A colleague recently sent me a copy of the above adventures of British politician and Prime Minister Winston Churchill written by author Candice Millard that touched on many historical aspects of the young man’s life primarily during the Boer War in 1899-1900.
The 318 pages of text (Anchor Books, division of Penguin Random House) followed by another 63 pages of Acknowledgements, Notes, Bibliography, Illustration, etc. tell the story of the two years in young Winston’s life at the age of 24 that led him from an unsuccessful political candidate for Parliament to ultimately be the World War II Prime Minister of England where he is commonly recognized as part of the trio of leaders (Stalin and Roosevelt) that saved the world from Nazi and Japanese atrocities.

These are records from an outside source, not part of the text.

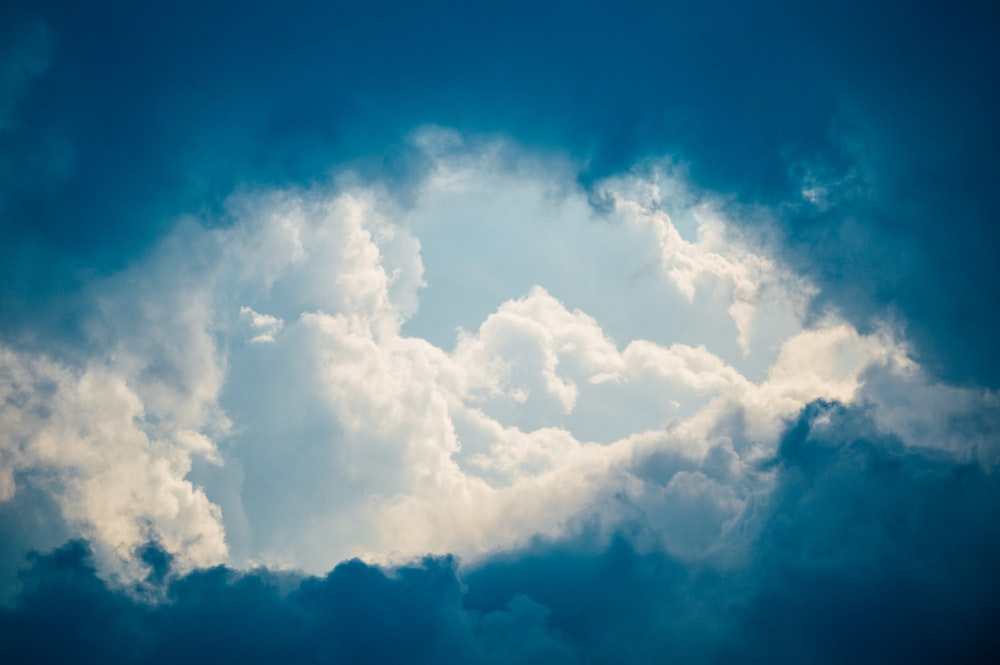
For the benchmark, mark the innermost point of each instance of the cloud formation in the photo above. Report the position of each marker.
(252, 392)
(847, 562)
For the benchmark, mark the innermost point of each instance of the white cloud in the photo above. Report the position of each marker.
(605, 366)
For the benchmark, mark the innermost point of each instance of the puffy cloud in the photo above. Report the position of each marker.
(346, 434)
(846, 562)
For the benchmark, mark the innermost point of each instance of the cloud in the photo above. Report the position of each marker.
(348, 434)
(842, 560)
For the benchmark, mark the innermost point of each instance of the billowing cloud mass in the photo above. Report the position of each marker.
(368, 337)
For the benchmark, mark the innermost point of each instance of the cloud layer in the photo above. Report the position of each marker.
(253, 392)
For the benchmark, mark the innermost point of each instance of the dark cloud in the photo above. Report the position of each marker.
(866, 551)
(142, 113)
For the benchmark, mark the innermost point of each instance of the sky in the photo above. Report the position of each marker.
(499, 333)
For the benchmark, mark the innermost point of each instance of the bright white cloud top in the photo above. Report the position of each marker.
(341, 371)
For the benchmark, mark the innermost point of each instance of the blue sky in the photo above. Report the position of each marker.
(561, 332)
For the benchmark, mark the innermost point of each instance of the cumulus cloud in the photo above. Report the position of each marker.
(848, 563)
(283, 346)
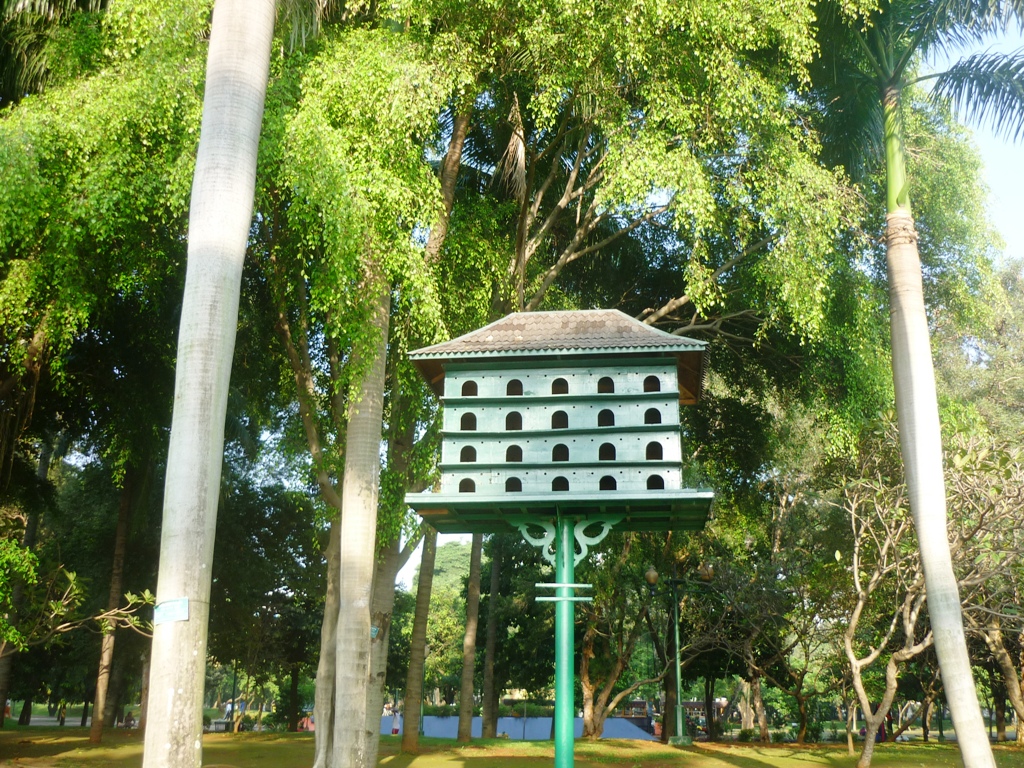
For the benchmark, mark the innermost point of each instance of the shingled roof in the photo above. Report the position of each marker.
(559, 334)
(564, 332)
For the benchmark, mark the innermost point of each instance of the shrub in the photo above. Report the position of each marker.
(814, 730)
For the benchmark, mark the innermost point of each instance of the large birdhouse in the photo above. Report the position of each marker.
(563, 413)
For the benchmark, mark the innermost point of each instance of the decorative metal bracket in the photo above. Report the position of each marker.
(585, 542)
(545, 543)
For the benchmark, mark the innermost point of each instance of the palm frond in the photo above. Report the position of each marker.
(513, 162)
(987, 87)
(951, 25)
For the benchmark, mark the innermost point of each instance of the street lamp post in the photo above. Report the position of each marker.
(681, 738)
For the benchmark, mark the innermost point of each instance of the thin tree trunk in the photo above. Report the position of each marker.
(710, 721)
(469, 641)
(759, 709)
(293, 695)
(17, 593)
(745, 708)
(143, 707)
(358, 542)
(220, 216)
(388, 564)
(449, 176)
(489, 726)
(418, 644)
(669, 716)
(326, 668)
(992, 636)
(113, 601)
(921, 443)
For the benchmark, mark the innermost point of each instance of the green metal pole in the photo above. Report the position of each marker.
(564, 688)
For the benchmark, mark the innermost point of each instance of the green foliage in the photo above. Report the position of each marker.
(98, 176)
(16, 565)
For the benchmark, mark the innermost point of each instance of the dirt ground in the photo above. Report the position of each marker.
(69, 748)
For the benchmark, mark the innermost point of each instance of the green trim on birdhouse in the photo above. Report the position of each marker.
(686, 509)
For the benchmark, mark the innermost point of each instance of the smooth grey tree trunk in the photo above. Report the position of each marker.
(326, 668)
(465, 732)
(358, 543)
(220, 216)
(113, 601)
(921, 443)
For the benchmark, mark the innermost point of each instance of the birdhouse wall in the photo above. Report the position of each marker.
(550, 429)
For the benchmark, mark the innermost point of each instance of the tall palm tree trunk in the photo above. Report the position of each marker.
(921, 444)
(418, 643)
(220, 215)
(327, 667)
(469, 642)
(358, 542)
(113, 601)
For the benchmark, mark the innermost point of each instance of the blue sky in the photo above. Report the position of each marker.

Churchill was raised in the luxury of the English nobility and he was described by one reviewer as “supremely courageous, flagrantly ambitious, and incredibly lucky” in his two-year adventure in the Boer War in South Africa.
The similarity between the issues of slavery in America and apartheid (racial segregation) in South Africa cannot be dismissed by simply stating that slavery was banned in 1833 in the British Empire while America went through a Civil War in 1861-1865 to finally outlaw the practice in both locales after military conflicts.
His involvement in the conflict, the saga in an Army career that included his capture, and the harrowing escape to freedom appear to be a great tale of fiction in the Ian Fleming type character of James Bond. However, the author’s dedicated adherence to actual history and recorded documents give it an additional twist of reality added to the thousands of pages already written about the late statesman. Churchill has been credited with being the appropriate leader of the British Empire during its darkest hour when England basically was the only citadel of freedom prior to Russia and America entering the conflict that would eventually take the lives of over 60 million men and women.
Fame is often fleeting and Churchill was rewarded in the post war era by eventually being replaced as Prime Minister by Sir Anthony Eden.
However, the coverage of his military experiences in South Africa in 1899-1900 is well worth reading by anyone interested in history.